Si vous le voulez bien, puisque nous serons les seuls à parler d'usagers, je voudrais vous lire quelque chose. L'un de nos collègues est malheureusement décédé il y a dix jours, et il a été lui-même confronté à ces problèmes. Il s'agit d'un témoignage de sa femme. Nous avons trouvé que ses propos pourraient éclairer votre commission.
« Philippe avait écrit et clairement dit de ne pas être hospitalisé ; il m'avait fait promettre de ne pas l'hospitaliser. Étant médecin moi-même, je savais que les lâchers de ballons pouvaient entraîner un manque d'oxygénation cérébrale. Le 10 mars j'ai donc cherché à lui mettre en place une HAD avec de l'oxygénation à domicile ; il suffisait d'avoir une prescription de son médecin traitant, mais je me suis retrouvée face à un mur inhumain refus du corps médical !
« Le médecin traitant de Philippe étant absent, la remplaçante du cabinet a purement refusé de faire la prescription prétextant que « ce n'est pas mon client » ! Elle n'a pas plus proposé de venir le voir au domicile.
« J'ai cherché comment pouvoir bénéficier d'une HAD avec de l'oxygène à domicile ; mon pharmacien, un homme extraordinaire, a contacté le médecin traitant qui était en formation. Il m'a appelé.

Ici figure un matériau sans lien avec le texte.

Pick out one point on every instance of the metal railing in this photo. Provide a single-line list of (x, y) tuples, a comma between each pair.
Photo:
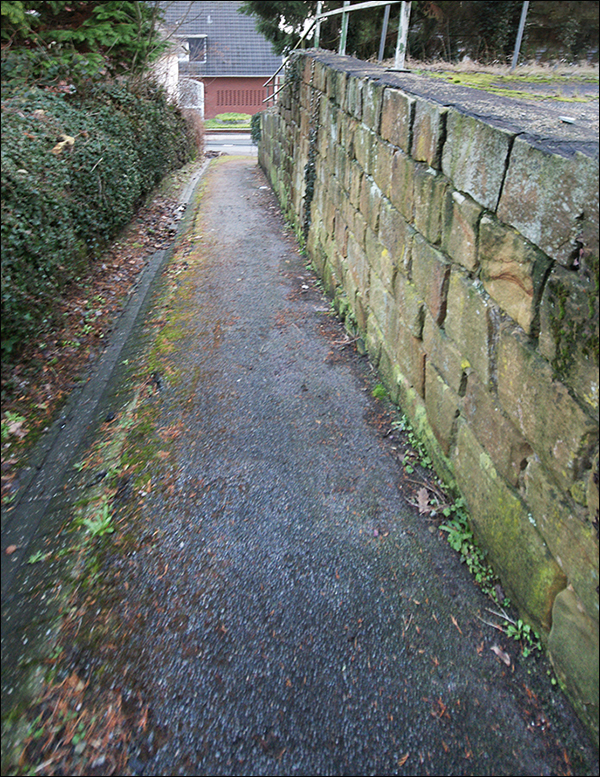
[(400, 55)]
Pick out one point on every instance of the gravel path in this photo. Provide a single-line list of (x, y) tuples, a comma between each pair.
[(272, 603)]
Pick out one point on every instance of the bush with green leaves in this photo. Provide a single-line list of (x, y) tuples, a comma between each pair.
[(75, 166)]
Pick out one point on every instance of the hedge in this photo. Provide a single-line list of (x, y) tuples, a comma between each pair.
[(74, 170)]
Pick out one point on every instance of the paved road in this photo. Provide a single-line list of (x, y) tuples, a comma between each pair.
[(230, 143), (271, 603)]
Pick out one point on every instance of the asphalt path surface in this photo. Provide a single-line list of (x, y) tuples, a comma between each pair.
[(230, 143), (272, 603)]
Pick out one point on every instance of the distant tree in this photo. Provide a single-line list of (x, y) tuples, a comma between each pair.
[(50, 40), (447, 29)]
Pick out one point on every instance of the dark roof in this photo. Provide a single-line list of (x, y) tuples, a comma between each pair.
[(234, 47)]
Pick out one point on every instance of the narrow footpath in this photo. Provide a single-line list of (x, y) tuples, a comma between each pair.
[(271, 602)]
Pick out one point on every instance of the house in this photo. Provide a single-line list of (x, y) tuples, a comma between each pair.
[(221, 62)]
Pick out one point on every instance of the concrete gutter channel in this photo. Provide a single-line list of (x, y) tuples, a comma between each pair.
[(49, 478), (301, 616)]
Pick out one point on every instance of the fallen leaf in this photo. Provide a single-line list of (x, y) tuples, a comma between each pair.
[(16, 428), (501, 654), (423, 501)]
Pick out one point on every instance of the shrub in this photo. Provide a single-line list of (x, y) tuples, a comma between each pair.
[(255, 128), (75, 166)]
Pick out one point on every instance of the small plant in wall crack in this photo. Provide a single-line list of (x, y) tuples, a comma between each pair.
[(519, 631), (461, 539)]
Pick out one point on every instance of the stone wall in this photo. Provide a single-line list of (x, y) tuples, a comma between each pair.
[(465, 254)]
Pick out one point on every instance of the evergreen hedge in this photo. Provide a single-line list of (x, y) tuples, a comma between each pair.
[(74, 169)]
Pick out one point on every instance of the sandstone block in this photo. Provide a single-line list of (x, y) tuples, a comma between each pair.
[(370, 201), (382, 306), (501, 440), (573, 647), (308, 70), (358, 265), (336, 87), (374, 339), (444, 355), (396, 235), (410, 304), (363, 148), (552, 201), (571, 538), (354, 96), (381, 261), (341, 234), (430, 272), (512, 270), (471, 322), (402, 184), (429, 195), (356, 177), (474, 157), (348, 127), (501, 523), (397, 114), (459, 228), (372, 101), (429, 129), (559, 430), (319, 75), (410, 357), (442, 407), (382, 173), (569, 331), (359, 227)]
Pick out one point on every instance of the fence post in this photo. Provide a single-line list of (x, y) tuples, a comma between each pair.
[(344, 30), (386, 18), (519, 35), (318, 24), (403, 23)]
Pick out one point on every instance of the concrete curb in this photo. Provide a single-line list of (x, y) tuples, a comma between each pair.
[(54, 454)]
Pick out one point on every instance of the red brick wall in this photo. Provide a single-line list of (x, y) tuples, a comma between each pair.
[(234, 95)]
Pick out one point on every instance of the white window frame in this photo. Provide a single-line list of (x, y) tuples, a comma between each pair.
[(184, 52)]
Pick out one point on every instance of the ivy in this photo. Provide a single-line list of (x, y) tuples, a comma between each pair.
[(62, 202)]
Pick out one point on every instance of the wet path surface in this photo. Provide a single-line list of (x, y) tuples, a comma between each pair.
[(273, 605)]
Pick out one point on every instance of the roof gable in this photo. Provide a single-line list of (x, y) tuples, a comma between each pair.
[(233, 45)]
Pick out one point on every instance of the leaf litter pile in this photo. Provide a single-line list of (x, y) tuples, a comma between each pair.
[(34, 390)]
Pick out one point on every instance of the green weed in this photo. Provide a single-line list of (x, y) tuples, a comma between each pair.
[(380, 391), (99, 524)]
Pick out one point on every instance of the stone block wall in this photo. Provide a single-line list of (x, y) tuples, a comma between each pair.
[(466, 256)]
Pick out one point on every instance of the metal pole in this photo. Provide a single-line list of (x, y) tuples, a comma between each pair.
[(402, 36), (519, 35), (318, 25), (344, 31), (386, 18)]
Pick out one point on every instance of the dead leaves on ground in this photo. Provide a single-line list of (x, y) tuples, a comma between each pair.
[(71, 736)]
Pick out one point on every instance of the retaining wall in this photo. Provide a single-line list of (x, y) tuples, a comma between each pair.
[(466, 256)]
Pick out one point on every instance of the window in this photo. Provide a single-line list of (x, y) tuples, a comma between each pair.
[(193, 49)]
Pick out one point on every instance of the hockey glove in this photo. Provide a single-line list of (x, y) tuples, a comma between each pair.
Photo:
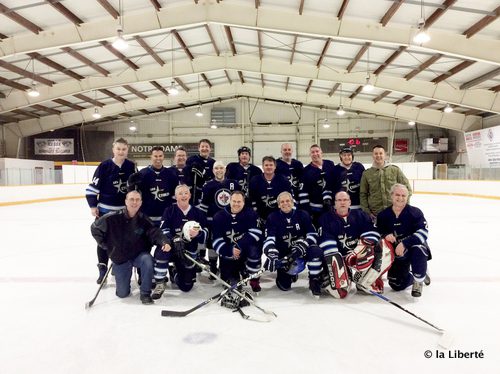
[(272, 262), (299, 248)]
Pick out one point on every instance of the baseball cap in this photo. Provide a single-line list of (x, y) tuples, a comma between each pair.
[(244, 149)]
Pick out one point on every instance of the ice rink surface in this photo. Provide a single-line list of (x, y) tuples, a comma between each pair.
[(48, 271)]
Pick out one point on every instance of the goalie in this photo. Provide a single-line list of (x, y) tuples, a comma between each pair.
[(291, 241), (352, 250)]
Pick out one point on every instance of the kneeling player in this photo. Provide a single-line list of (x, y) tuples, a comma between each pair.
[(351, 234), (406, 227), (184, 238), (291, 239), (236, 239)]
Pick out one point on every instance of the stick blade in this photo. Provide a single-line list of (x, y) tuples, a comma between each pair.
[(445, 340), (173, 313)]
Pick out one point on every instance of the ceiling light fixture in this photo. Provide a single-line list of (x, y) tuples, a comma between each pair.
[(421, 36), (368, 87), (340, 110), (199, 113), (33, 92), (96, 113), (172, 90), (120, 43)]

Après lui avoir exposé la situation, je lui ai demandé de prescrire une HAD avec de l'oxygène. « Madame, on ne donne pas de l'oxygène comme cela, c'est vraiment n'importe quoi ; s'il a des métastases cérébrales à quoi cela servirait-il ? Je sais qu'il ne voulait en aucun cas être hospitalisé mais vous ne lui demandez pas son avis, vous appelez une ambulance et ils l'embarquent de force à l'hôpital ». Je lui répète que Philippe avait écrit qu'il ne voulait pas être hospitalisé et m'avait fait promettre de respecter sa volonté, « promis ou pas vous le faites embarquer sinon vous êtes une criminelle ! ».
« Après une nuit éprouvante, le vendredi 11 mars au matin, j'ai contacté l'ancien médecin traitant de Philippe sur la région parisienne […], celui-ci a pris contact avec [XXX] pour une prise en charge en HAD. Le docteur lui répond qu'il faut amener Philippe à l'hôpital à sa consultation aux urgences.
« Le “Plan national 2015-2018 pour le développement des soins palliatifs et l'accompagnement en fin de vie” précise que le patient doit être placé au coeur des décisions qui le concernent, le respect de la volonté du patient étant déterminant pour la qualité de la fin de sa vie. Rester maître de sa vie jusqu'au moment où on la quitte, voilà l'enjeu de dignité auquel le Gouvernement est attaché.
« Il n'est pas prévu pour la mise en place d'une HAD une hospitalisation préalable ni un passage aux urgences mais une évaluation de la situation réalisée par l'équipe de coordination de l'HAD, qui se rend toujours au domicile pour confirmer la faisabilité de la prise en charge et fixer les conditions matérielles et les compétences requises par le projet de soins de la personne. Personne n'est venu. »
Ce patient est décédé 48 heures après.